The second page of the student document also demonstrates whether the students have a conceptual understanding of what the particles in these various types of matter look like. In these questions, students use the pictures of the structures to aid them in determining if the matter is an element, molecule, compound, or mixture based on the structural patterns they observed when creating Marshmallow Molecules.
One major part of this unit that continues throughout each lesson is that students track their learning and self-report their grades. In my class, I score everything as a 1, 2, 3, or 4 (4 being mastery); thus, the y axis is labeled with these scores. However, you could place your own grading scale that represents your classroom. In addition, along the x axis, it is labeled "a, b, c, d, etc". In my gradebook, in order to organize all of my formative assessments in chronological order by skill, I have to include these; thus, I include this here. You might include assignment names or any other numbering system that would indicate time progression on the x axis.
After I assess the students' posters and lab sheet, students plot their score and then in the open area on the bottom, they add to their "Working Towards Mastery List". The "Working Towards Mastery List" is a place students write the concepts or topics that they have not yet mastered or need to study more in depth. It is a way for each individual student to organize their specific feedback. Come summative assessment time, students have a clear record of not only their growth, but of the specific concepts that they missed along the way that should be the focus of their studies.
The student below earned a "3" on this assignment which means that they have lots of knowledge about the skill but have just some minor misconceptions to clarify. This student has written their focus topics below. In this case, the student writes, "Mixtures are not all bonded (physically mixed)" and "Compounds all atoms are bonded".
Provide each table with a white board and a dry erase marker. If you do not have small white boards white paper and markers would work as well. I ask each person to write the words element, molecule, compound and mixture in the shape of its definition. For example, students during our waves unit wrote the word "absorption" before and after a sun shining on sun glasses. They explain that they wrote the "ABS" larger on the sun side of the glasses and the "orption" smaller on the other side because some of the rays were absorbed by the glasses. (Here are a couple of other lessons that use Shape Vocabulary: Heat Transfer, Frequency, Wavelength, and Amplitude, The Amazing Ivory Soap Bar, and Analog vs. Digital Signals)
I tell the students that they can add small pictures, but the way that the word is written should be in a shape that shows meaning. In addition, I emphasize that their drawings of compound and molecules should demonstrate the difference between the two. (Notice in the examples below, students connect different letters with bonds for compound, but connect the same letters with bonds for molecules to demonstrate that a compound must have at least two different elements but molecules could be more than one of the same element bonded together.)
After completing their Shape Vocabulary, have each group explain to another group the decisions they made in their shapes and how what they wrote demonstrates the definition of each word.

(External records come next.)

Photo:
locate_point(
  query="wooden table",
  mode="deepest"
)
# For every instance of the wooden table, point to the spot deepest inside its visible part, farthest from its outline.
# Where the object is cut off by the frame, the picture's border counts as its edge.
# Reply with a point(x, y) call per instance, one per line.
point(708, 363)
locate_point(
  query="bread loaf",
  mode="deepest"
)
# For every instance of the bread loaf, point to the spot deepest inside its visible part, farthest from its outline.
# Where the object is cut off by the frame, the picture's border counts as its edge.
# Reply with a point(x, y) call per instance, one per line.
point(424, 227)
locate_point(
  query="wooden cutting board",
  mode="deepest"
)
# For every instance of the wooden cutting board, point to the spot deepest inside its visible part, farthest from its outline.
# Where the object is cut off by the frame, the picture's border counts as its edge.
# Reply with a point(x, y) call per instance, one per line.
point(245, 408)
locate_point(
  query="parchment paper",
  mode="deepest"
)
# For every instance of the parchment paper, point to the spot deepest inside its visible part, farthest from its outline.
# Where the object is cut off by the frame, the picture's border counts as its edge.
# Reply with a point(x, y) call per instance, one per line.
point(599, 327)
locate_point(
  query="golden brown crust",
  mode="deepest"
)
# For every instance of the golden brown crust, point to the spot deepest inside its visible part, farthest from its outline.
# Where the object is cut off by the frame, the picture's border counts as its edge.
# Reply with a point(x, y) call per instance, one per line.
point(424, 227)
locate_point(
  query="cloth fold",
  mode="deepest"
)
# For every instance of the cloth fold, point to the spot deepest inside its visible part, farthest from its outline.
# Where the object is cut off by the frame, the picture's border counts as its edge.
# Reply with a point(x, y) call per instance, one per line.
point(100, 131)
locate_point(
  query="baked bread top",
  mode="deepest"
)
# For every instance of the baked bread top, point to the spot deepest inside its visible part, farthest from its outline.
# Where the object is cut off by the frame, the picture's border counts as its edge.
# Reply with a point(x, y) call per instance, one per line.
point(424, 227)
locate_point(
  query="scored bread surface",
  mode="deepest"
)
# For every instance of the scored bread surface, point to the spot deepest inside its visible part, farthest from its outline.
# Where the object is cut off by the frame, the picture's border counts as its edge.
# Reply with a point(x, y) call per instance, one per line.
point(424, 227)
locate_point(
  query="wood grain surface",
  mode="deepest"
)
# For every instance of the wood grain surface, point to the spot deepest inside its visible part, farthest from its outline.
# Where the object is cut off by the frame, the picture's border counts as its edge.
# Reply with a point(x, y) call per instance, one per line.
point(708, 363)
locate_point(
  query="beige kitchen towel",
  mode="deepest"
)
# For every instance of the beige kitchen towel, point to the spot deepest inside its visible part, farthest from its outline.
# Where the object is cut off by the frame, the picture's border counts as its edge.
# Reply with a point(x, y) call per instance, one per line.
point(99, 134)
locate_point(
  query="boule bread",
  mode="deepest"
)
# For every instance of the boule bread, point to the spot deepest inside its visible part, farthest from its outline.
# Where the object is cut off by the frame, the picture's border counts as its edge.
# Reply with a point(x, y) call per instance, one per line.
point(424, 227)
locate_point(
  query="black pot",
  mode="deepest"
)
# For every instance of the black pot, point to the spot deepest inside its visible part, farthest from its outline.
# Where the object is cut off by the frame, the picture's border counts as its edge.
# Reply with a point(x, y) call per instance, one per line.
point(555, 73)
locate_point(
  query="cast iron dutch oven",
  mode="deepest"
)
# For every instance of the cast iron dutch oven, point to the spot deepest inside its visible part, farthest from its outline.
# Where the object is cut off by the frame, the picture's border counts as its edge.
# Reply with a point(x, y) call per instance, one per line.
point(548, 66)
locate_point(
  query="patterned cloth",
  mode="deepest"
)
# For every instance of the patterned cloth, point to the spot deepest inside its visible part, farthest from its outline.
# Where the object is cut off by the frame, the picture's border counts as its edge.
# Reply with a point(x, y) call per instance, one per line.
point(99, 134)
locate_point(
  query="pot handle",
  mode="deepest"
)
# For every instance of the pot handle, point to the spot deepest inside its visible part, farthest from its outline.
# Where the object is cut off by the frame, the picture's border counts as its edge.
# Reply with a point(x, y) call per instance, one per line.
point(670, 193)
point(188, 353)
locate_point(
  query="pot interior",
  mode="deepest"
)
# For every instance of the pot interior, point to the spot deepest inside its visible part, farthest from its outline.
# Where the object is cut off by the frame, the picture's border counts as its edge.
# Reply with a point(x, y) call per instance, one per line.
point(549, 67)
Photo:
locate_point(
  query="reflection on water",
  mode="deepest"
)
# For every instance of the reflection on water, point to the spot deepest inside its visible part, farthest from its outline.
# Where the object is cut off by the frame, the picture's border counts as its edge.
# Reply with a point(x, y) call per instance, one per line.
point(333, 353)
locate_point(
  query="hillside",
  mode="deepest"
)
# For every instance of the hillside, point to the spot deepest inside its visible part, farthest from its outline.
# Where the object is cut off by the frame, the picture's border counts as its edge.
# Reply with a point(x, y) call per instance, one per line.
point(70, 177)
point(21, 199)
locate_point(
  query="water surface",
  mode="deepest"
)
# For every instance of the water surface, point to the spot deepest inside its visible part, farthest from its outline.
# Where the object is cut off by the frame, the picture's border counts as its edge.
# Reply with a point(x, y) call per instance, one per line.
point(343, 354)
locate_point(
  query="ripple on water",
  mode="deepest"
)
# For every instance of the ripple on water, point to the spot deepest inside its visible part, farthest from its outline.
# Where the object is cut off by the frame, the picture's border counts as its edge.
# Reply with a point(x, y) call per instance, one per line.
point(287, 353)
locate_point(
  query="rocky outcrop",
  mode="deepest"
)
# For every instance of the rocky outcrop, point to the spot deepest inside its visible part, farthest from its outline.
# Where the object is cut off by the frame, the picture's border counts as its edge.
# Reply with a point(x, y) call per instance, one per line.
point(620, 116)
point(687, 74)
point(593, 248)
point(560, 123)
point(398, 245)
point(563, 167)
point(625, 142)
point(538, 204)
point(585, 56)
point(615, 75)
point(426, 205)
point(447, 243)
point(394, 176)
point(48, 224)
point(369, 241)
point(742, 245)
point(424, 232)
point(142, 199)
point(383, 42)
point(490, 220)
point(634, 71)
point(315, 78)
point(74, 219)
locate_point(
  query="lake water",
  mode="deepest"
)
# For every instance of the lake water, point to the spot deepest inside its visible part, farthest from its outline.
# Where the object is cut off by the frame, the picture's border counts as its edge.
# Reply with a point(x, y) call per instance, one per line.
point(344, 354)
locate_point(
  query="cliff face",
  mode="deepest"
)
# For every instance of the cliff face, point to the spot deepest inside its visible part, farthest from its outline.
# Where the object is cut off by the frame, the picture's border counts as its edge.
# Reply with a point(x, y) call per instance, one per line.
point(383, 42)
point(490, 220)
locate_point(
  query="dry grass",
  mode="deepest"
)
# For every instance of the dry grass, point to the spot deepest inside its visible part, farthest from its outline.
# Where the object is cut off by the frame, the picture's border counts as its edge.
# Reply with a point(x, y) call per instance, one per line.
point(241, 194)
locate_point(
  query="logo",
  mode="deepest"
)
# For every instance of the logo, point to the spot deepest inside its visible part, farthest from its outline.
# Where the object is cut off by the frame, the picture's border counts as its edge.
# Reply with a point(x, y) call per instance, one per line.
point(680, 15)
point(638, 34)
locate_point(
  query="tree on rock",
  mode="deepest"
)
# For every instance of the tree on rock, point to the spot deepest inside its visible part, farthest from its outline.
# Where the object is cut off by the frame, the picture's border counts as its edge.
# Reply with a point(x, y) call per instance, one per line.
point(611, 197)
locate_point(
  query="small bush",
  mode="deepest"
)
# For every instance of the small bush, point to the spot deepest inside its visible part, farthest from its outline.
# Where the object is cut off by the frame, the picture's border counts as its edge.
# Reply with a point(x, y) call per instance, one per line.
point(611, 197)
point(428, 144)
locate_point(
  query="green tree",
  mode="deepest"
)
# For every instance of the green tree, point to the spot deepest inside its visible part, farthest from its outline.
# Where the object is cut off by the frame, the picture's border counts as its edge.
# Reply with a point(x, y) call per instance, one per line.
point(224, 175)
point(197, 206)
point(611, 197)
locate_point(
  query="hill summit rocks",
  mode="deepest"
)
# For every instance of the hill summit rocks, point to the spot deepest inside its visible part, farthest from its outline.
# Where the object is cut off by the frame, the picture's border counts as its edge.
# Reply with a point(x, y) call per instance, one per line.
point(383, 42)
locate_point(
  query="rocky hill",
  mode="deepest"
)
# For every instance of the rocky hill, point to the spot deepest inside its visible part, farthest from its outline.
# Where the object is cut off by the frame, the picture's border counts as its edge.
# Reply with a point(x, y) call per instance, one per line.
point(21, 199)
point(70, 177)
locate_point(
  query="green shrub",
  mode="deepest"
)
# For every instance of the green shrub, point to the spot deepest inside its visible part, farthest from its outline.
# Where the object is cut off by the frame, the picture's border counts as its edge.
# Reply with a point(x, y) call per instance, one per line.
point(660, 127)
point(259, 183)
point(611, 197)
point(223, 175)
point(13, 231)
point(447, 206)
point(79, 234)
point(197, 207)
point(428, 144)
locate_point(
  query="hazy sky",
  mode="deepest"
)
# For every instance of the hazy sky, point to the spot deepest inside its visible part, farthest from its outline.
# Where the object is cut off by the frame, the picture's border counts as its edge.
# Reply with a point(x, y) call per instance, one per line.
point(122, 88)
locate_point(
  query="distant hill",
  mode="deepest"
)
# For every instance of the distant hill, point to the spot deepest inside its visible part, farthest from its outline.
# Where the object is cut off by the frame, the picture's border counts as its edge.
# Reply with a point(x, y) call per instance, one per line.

In the video below, a student describes their decisions for their shape vocabulary. The student in the video notes that a pure element would not have bonds. In addition, she drew atoms of the same color connected by the word "molecule" as the bonds while she drew different colored atoms connected by the word "compound" for bonds. Last, she states that she wrote "mixture" over and over because these substances are mixed but are not connected because they can be separated by physical means.